Also just a heads up, I ordered from Drugs Pro as well this latest go-round (usually I use IAS) and it took roughly 15 days to arrive. I think that's the last time I'll order from them though, as I was a little perturbed by the chinese symbols below the hologram... After dealing with several chemical & peptide synthesis labs in China, I think injecting anything sourced from there is a very, very bad idea. See attached screens for reference.


hooter

It sounds like the same issue with cannabis--Cerebrolysin and increased NGF/BDNF production alone would not cause these states, but rather potentiate their triggers in predisposed individuals. Out of curiosity, has anyone diagnosed with bipolar/manic depressive disorder on these forums experimented with Cerebrolysin? It appears as though Cerebrolysin shows strong anxiolytic properties in many of the individuals on this board who have tried it, so I'm very curious as to whether this hypothesis has been tested.


insider007

I think that in order to determine what you're asking, a study is needed that monitors serum BDNF/NGF, aCH, NT-3/4 levels as well as oxidative stress and biomarkers of excitotoxicity in healthy individuals during continued use, as well as several months after cessation. To my knowledge a study like this has not been conducted to date...

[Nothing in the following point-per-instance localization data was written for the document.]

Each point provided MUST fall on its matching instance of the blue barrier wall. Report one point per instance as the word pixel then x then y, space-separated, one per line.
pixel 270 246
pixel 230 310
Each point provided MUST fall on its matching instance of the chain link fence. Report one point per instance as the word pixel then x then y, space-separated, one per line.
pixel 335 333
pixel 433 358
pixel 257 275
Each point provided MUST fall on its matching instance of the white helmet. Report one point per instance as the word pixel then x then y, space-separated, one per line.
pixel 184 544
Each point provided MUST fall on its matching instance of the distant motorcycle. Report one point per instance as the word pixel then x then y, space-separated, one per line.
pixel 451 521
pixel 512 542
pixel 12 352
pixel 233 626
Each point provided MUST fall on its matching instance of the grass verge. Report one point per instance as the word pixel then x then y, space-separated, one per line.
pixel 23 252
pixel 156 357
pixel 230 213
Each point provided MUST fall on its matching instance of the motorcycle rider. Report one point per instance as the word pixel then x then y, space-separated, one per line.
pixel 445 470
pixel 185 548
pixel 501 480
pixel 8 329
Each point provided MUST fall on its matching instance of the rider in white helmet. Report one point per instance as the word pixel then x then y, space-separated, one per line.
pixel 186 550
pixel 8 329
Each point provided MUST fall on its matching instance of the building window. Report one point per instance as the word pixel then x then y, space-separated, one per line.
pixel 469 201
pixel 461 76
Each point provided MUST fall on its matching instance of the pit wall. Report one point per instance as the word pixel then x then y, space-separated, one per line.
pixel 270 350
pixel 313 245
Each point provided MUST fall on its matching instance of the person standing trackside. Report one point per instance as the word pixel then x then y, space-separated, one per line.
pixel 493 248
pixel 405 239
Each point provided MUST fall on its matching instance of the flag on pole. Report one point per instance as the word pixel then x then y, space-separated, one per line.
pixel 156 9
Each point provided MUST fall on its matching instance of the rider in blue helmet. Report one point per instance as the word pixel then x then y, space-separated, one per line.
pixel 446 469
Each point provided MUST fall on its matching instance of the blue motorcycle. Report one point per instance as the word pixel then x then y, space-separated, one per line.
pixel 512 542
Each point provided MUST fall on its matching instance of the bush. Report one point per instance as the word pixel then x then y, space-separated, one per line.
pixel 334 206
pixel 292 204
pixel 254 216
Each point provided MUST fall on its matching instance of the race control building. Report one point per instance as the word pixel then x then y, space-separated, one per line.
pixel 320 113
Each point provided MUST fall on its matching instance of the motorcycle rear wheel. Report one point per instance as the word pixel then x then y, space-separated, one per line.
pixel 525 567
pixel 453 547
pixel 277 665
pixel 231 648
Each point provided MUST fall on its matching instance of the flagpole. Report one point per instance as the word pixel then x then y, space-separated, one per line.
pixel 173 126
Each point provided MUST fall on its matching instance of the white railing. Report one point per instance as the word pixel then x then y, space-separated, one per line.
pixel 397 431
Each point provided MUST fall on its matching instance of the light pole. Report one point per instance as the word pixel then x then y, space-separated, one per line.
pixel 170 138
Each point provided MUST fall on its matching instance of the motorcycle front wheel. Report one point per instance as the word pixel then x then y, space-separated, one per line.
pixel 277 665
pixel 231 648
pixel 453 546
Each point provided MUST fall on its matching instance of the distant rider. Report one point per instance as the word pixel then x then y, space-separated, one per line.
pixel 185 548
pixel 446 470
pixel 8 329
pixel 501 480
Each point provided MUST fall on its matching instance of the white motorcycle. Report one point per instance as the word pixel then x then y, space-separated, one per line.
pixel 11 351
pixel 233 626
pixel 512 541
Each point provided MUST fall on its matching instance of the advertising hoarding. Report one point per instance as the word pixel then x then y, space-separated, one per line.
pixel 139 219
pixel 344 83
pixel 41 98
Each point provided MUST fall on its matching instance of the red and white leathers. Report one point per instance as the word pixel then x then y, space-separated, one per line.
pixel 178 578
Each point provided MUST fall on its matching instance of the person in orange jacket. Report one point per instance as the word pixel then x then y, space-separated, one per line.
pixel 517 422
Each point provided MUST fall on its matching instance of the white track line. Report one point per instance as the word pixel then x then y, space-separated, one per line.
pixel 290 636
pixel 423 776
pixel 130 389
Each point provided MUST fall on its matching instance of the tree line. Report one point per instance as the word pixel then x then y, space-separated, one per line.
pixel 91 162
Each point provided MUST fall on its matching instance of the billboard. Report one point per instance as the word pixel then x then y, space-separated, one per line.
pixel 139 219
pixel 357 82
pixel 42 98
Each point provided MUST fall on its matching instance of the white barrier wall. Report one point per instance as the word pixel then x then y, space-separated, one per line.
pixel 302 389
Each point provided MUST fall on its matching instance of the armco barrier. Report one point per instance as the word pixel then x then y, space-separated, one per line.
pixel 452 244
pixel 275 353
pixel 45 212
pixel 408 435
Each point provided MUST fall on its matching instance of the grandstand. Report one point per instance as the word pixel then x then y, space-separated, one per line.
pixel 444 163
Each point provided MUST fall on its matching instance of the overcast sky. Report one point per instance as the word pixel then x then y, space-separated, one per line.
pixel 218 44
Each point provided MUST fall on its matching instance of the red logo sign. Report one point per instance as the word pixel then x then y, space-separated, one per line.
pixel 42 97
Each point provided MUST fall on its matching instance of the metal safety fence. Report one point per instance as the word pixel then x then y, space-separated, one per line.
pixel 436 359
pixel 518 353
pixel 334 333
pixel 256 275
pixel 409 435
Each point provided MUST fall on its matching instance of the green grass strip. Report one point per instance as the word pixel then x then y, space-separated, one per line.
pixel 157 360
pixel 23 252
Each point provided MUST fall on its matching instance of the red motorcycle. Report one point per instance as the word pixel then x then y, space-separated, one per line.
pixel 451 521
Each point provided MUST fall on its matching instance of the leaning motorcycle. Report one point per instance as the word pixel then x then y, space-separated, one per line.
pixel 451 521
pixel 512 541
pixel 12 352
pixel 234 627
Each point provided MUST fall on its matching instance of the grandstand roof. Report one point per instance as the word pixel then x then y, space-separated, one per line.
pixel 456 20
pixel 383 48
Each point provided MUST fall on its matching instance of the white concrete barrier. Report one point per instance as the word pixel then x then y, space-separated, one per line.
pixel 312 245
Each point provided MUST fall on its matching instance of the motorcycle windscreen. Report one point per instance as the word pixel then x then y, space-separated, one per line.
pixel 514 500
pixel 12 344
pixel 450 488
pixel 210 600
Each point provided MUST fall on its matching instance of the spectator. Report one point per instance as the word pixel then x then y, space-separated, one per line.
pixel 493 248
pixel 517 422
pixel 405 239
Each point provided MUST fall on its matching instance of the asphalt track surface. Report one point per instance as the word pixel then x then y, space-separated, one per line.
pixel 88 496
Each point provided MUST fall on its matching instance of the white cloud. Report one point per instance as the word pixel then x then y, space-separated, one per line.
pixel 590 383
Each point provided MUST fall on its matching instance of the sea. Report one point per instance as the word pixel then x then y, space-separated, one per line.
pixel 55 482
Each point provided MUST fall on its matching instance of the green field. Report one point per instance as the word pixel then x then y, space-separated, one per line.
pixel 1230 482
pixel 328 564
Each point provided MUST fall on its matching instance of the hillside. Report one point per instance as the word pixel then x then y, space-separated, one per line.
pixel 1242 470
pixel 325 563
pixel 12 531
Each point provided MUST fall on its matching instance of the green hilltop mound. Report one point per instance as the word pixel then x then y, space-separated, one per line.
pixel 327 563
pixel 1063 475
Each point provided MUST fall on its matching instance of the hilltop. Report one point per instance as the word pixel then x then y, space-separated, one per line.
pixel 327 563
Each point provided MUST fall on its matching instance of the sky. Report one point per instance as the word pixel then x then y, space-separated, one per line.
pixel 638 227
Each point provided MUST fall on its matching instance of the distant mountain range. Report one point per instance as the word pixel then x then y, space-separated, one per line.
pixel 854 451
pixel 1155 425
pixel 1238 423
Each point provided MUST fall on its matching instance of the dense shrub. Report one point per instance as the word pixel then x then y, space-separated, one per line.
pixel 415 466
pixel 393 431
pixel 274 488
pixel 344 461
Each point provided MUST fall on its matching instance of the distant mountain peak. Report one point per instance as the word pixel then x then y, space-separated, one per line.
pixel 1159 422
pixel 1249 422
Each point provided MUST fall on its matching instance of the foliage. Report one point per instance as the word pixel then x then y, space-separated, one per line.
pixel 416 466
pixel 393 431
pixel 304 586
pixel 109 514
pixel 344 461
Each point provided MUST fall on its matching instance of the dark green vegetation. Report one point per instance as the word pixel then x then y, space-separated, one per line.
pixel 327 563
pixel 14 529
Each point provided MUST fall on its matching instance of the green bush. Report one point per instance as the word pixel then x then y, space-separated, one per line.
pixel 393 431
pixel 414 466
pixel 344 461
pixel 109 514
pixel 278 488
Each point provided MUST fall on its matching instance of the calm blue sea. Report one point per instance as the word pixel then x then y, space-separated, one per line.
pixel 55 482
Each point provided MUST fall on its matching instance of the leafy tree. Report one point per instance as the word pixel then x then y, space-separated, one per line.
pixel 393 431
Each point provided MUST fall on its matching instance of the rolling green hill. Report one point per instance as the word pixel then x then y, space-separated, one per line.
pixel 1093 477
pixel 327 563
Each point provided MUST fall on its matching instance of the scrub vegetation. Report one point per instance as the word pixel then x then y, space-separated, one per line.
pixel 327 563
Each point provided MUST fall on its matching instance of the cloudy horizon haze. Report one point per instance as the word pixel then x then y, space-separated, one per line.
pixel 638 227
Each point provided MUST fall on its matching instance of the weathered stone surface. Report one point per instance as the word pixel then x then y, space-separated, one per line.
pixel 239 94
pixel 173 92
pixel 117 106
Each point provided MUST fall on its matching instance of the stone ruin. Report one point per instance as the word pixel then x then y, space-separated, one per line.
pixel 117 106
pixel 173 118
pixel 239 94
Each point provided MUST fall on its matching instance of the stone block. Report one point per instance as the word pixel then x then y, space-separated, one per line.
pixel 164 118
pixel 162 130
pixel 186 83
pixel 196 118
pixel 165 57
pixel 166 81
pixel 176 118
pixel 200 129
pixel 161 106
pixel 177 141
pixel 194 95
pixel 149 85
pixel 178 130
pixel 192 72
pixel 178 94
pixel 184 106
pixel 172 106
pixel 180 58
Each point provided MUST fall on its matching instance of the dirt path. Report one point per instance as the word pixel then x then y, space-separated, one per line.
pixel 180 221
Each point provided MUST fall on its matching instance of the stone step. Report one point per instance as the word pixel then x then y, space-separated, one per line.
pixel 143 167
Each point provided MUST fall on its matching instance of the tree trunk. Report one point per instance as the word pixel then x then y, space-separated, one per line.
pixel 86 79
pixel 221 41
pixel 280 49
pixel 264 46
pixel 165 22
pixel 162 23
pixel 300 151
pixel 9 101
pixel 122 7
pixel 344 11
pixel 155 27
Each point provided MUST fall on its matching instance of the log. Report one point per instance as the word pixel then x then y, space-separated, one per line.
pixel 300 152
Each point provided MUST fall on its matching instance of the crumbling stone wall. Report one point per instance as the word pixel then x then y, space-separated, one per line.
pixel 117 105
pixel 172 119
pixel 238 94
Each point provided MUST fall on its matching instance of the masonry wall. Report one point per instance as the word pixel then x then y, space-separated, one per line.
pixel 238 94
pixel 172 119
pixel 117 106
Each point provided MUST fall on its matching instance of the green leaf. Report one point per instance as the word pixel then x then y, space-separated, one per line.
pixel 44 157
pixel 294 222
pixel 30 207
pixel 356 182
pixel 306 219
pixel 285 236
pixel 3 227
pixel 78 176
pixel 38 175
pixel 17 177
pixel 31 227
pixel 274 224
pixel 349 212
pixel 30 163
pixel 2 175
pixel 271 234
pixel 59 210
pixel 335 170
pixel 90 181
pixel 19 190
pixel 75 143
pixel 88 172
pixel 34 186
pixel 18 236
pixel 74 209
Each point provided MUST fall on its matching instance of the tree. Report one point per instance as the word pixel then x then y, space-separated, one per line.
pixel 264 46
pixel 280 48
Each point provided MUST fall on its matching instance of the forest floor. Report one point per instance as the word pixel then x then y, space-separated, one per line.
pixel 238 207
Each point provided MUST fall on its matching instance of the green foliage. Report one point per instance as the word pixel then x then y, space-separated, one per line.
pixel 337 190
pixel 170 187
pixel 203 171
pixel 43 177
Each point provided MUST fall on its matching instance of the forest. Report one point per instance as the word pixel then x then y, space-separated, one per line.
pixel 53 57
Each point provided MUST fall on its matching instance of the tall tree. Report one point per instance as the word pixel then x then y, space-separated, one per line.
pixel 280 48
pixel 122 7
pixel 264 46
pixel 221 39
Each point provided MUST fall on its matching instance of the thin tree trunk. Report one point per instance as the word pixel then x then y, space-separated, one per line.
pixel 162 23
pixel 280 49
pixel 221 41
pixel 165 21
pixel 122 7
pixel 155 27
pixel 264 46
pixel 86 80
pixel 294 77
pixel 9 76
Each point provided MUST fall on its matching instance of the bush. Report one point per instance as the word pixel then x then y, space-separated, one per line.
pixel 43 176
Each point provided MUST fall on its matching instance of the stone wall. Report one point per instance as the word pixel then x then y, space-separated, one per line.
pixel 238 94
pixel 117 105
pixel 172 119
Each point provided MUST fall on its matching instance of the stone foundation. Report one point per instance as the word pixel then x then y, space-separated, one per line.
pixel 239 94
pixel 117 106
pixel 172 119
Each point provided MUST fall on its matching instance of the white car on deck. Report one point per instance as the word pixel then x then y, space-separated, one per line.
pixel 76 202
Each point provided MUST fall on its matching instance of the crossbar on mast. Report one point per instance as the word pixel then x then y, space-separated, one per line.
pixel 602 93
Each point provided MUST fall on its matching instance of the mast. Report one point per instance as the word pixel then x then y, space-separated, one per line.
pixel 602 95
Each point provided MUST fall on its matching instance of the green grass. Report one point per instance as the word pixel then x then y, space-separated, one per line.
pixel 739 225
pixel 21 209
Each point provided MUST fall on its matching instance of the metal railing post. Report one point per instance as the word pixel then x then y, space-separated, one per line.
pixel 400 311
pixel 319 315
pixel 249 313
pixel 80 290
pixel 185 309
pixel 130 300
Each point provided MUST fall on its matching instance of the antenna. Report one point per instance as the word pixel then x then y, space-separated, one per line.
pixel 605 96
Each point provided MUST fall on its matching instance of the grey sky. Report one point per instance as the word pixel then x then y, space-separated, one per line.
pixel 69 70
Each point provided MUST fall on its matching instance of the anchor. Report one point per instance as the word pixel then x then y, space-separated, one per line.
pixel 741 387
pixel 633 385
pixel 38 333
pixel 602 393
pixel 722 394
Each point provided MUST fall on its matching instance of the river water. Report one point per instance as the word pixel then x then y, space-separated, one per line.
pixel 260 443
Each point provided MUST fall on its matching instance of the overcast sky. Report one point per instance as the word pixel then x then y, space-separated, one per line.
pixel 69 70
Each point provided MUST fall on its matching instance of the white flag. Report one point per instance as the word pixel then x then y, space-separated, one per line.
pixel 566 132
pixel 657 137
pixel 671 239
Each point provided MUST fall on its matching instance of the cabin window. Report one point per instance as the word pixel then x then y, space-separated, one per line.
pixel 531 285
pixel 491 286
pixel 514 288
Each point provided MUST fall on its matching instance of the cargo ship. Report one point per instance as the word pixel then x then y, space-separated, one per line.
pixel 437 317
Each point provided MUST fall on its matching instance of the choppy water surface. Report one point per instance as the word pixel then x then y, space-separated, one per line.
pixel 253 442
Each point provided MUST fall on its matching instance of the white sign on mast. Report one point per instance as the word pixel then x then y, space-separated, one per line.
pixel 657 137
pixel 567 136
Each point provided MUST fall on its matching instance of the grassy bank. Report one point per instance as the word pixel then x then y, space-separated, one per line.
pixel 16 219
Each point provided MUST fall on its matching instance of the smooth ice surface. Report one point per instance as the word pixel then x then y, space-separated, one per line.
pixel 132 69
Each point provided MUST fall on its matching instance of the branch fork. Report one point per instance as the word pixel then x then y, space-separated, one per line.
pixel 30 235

In regards to the eye drops, does anyone have any data on the pharmacokinetics of an opthalmic solution?


Scienceguy & Hooter

With regard to the eye drops, one would have to obtain beta NGF available at this link:

http://www.prospecbi...CFSMeDQodkBWe9Q

The beta NGF would have to be mixed with a saline solution. I have read the patent applications and could probably do it if someone wants to foot more than a $60K bill -- disclaimer not for human consumption of course, but scientific experiment and observation :)

I do not see any major rebound effects occurring with regard to cerebrolysin and young healthy people, but there are too few studies to be able to tell. Perhaps, going off of it could cause depression for those with a predisposition to depression, but of course, exercise, 90% dark chocolate, positive thinking, and a host of other activities and MAO inhibitors such as transresveratrol might mediate a rebound effect. This is where the science should concentrate when further studies are conducted on the substance.

I did see a rat study that used beta NGF eye drops and cerebrolysin in older rats, and this appeared to significantly increase the rat's ability to complete a maze. So, by parity of reasoning, the two drugs appear to work well together in animal studies.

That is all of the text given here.